- Oleh Redaksi
- 19, Jun 2026
SuaraGarut.id - Kepolisian Daerah Jawa Barat mengungkap kondisi tragis yang dialami seorang perempuan berinisial YTR (29), korban dugaan penyekapan dan penganiayaan di Kabupaten Bandung. Korban disebut mengalami kebutaan pada kedua mata serta sejumlah luka berat setelah diduga menjadi korban kekerasan oleh kekasihnya berinisial TH selama kurang lebih tiga tahun.
Kepala Bidang Humas Polda Jawa Barat Kombes Pol Hendra Rochmawan menjelaskan, hasil visum menunjukkan korban mengalami luka serius terutama pada bagian wajah dan mata. Kondisi korban saat ditemukan pun sangat memprihatinkan.
"Yang pasti kedua matanya berdasarkan hasil visum sudah mengalami kebutaan, itu yang paling parah. Kemudian enam gigi depan bagian atas rontok dan bibir korban sudah sumbing,” kata Hendra melansir dari Antara.

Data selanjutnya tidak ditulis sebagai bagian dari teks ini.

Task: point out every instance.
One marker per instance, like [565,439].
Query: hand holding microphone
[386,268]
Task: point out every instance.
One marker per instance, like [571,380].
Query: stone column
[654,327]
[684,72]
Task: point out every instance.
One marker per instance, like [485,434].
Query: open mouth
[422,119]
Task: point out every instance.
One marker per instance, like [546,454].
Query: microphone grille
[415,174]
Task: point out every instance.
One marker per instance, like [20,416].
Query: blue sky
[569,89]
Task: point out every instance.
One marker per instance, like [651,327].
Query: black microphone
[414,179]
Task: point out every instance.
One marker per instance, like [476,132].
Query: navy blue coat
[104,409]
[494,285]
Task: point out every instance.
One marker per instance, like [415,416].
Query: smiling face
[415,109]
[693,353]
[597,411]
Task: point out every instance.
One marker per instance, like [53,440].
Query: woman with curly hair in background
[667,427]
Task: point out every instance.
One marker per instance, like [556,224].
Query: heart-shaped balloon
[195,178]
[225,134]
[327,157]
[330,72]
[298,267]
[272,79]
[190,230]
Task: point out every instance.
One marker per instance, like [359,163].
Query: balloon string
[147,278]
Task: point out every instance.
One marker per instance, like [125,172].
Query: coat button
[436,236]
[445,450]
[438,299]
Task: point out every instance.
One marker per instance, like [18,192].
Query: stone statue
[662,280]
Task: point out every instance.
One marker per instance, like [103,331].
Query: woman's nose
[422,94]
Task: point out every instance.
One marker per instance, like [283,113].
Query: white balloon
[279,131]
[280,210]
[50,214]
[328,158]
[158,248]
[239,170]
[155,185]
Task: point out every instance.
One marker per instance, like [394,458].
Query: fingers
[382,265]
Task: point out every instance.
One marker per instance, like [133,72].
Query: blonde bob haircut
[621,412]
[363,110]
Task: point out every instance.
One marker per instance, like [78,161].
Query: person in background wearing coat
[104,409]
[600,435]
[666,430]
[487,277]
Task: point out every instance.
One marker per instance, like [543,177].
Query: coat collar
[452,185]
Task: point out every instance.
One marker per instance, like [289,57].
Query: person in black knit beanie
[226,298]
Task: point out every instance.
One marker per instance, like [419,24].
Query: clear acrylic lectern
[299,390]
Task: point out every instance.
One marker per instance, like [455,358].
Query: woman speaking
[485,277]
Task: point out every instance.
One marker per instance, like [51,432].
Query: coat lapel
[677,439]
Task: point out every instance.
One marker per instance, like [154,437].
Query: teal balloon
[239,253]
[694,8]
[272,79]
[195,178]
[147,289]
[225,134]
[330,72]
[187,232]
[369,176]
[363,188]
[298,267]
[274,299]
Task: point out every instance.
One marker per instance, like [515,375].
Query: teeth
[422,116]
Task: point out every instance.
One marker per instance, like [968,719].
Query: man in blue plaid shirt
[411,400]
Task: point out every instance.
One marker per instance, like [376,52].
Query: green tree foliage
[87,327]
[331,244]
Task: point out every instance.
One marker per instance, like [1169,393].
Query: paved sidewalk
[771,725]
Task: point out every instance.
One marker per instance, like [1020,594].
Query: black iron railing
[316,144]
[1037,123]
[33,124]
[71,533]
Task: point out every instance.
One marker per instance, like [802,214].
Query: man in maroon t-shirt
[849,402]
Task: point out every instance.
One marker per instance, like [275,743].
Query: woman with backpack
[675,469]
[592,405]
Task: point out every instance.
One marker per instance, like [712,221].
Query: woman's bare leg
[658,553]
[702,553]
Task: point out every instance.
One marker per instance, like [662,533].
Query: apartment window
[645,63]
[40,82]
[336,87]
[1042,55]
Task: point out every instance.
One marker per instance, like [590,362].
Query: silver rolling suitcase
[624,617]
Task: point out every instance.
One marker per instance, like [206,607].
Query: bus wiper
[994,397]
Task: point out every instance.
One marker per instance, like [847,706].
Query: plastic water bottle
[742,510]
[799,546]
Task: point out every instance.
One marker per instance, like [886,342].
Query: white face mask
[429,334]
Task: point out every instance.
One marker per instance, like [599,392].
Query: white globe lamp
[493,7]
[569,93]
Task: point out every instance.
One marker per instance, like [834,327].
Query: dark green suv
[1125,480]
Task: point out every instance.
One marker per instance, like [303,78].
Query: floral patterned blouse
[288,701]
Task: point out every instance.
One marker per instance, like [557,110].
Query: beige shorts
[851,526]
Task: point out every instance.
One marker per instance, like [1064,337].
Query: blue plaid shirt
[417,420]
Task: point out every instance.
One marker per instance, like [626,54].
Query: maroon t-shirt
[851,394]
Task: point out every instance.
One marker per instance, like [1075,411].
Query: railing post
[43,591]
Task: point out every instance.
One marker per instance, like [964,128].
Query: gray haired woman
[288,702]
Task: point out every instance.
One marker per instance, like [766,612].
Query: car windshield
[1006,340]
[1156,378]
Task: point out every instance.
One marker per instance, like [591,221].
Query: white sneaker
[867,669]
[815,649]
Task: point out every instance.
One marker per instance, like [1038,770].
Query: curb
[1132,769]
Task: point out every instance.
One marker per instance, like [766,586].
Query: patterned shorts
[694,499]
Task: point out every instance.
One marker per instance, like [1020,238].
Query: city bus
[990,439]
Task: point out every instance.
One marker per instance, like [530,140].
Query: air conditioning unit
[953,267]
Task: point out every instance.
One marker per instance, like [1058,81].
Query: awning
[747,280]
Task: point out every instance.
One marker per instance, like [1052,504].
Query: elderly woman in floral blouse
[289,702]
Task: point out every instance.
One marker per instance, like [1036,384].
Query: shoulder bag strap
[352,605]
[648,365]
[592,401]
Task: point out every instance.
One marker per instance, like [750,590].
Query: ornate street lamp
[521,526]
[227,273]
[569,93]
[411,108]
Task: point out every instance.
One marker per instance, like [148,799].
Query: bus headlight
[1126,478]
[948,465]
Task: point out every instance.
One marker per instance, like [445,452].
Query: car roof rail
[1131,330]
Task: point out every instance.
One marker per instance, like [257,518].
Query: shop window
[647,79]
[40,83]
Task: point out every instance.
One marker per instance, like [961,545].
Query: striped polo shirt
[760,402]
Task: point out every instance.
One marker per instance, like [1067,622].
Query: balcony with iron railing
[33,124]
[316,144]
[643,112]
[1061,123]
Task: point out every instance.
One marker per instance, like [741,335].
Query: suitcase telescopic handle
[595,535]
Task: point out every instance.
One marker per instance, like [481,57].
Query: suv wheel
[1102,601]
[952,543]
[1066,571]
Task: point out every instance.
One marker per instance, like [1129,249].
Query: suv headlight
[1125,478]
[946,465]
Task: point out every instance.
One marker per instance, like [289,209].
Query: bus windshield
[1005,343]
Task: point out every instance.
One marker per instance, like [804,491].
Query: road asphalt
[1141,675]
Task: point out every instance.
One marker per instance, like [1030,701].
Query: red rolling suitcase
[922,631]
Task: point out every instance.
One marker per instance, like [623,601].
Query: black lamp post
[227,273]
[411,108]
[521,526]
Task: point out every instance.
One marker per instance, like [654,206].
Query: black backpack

Saat ini, aparat kepolisian masih memburu terduga pelaku berinisial TH. Polda Jabar telah membentuk tim gabungan untuk melakukan pengejaran dan pengusutan lebih lanjut terhadap kasus tersebut.
"Pelaku saat ini belum ditangkap. Kita baru membentuk tim gabungan," ujarnya.
Hendra menambahkan, hingga kini penyidik belum dapat meminta keterangan secara langsung dari korban karena kondisi fisik dan kemampuan komunikasinya masih terbatas. Hal itu membuat proses pemeriksaan belum bisa dilakukan secara maksimal.
"Korban belum dilakukan BAP (Berita Acara Pemeriksaan) karena belum bisa berkomunikasi dengan jelas," katanya.
Kasus ini terungkap setelah keluarga korban menerima pesan melalui aplikasi WhatsApp dari seseorang yang tidak dikenal. Dalam pesan tersebut, keluarga diberi tahu bahwa korban berada di Instalasi Gawat Darurat Rumah Sakit Hasan Sadikin (RSHS) Bandung.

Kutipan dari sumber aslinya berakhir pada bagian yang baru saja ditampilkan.